Tantas y tantas mujeres con este mismo perfil encuentro en mi generación. No es fácil salir del armario en ninguna circunstancia y no merece la pena concursar con quién sufrió más, si las que no ocultaron su identidad o las que la escondieron. Pero que tampoco me vengan a decir que como mujer bisexual con coño tuve suerte de, al menos, poder mostrar parte de mi vida sexoafectiva porque aquello ni era sexo, ni era afecto, ni era vida. Eso sí, nadie podía robarme la visión de las transexuales trianeras que, solo con ser ellas mismas, me estaban gritando sin saberlo: “No hay nada de malo en ser quien eres”.

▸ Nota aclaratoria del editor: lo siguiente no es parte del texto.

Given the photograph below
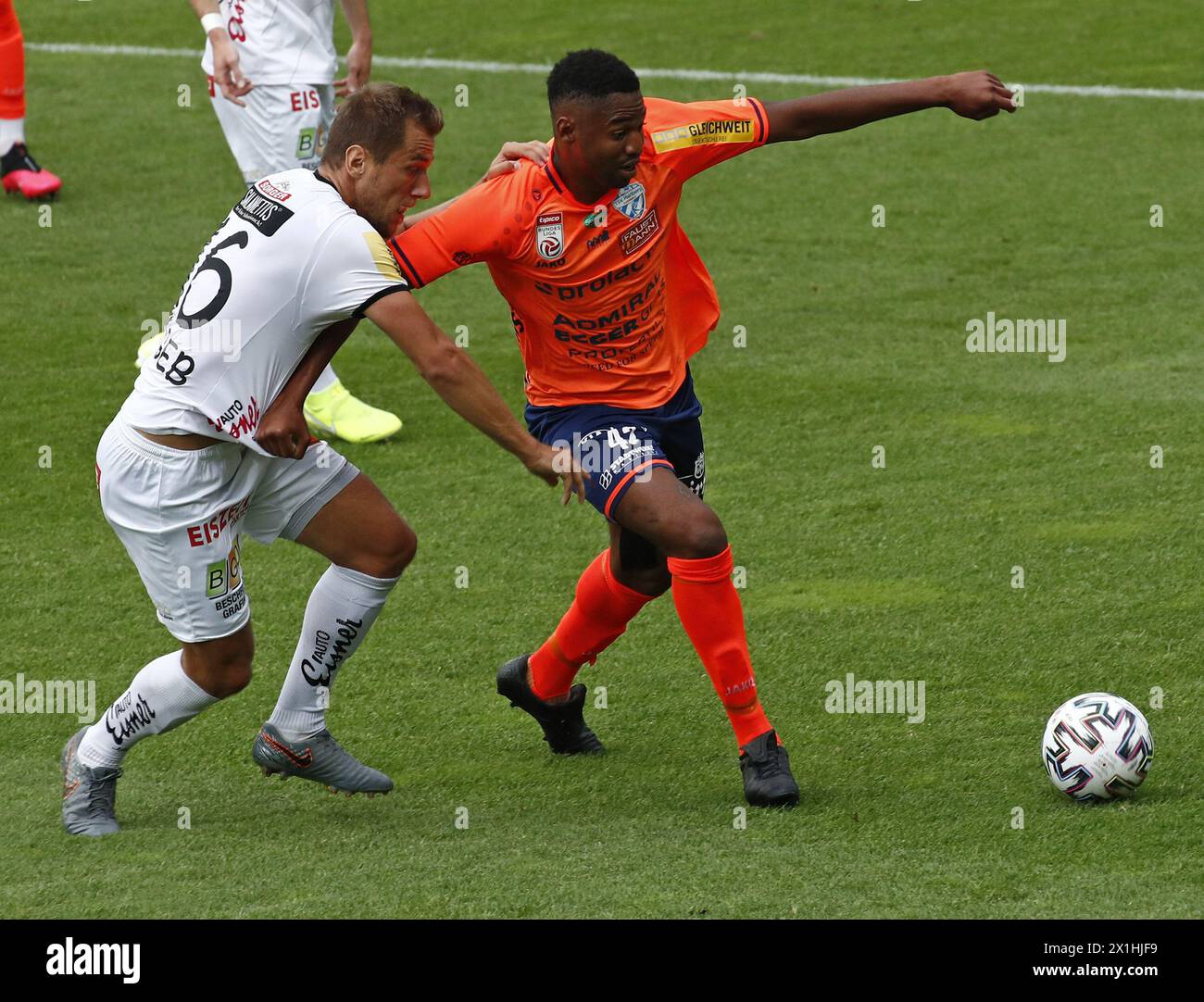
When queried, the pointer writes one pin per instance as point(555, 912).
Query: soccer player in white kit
point(271, 67)
point(193, 459)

A mis 17 años mi madre me llevó al ginecólogo para que me recetaran la píldora anticonceptiva. Yo ya tenía novio y ella no quería problemas, así me dijo. Así que tomé las píldoras y empecé a tener yo los problemas: de ansiedad, de hongos, de vida sexual de mierda… Tardé mucho tiempo en entender que el coito no era la mejor opción para llegar al orgasmo y más tiempo aún en saber dónde estaba mi clítoris. Supongo que era fácil darme pastillas, pero difícil hablarme del sexo lésbico o de la masturbación como opciones sexuales sin problemas.

Después, en mis 30, parí (me salto toda la violencia menstrual para hacerlo corto) y el día del parto fue el más horrible de mi vida debido a la violencia obstétrica que recibí.

Hoy me niego a pensar que tener coño no fue determinante en todas esas violencias que sufrí. Y me niego a pensar que las mujeres trans del barrio no sufrieron las suyas precisamente por no tenerlo. Y esto es así porque el patriarcado tiene violencias para todas.

Podemos seguir ancladas en infinitos debates sobre qué es ser mujer y hacer como los intelectuales nazis cuando hablaban de Hitler. Podemos elaborar complicadas definiciones con axiomas imposibles de desmontar por las contrincantes, pero eso sólo nos llevará al ridículo vital más espantoso: el intelectual.

Y también podemos partir del dolor y la vulnerabilidad. Y podemos admitir que la definición de mujer es un abismo ideológico y que solo nos queda hacer una apuesta. Podemos enfrentarnos a la horrible y patriarcal idea de que sólo hay una verdad. Podemos decir que no tenemos una posición clara frente al problema de lo trans o de la prostitución, podemos admitir que que todas hemos sufrido, aunque sea por motivos diferentes. Y podemos presentar el feminismo al mundo como un movimiento de cambio social que no teme a las contradicciones intelectuales y que es capaz de hacer convivir muchas verdades.

Existe la transfobia y existe la coñofobia. Nuestra sociedad es falocéntrica, sí, y justo eso hace que cambiar el simbolismo del falo sea subversivo. Y reflexionar sobre estas contradicciones nos va a generar el mismo dolor que poner alcohol sobre una herida. No tengamos miedo al dolor que cura.

Lo que cuenta, hermanas, es que estamos vivas y sobreviviendo en el patriarcado y eso es un enorme punto de partida para luchar juntas y exigir justicia por todas nuestras muertas.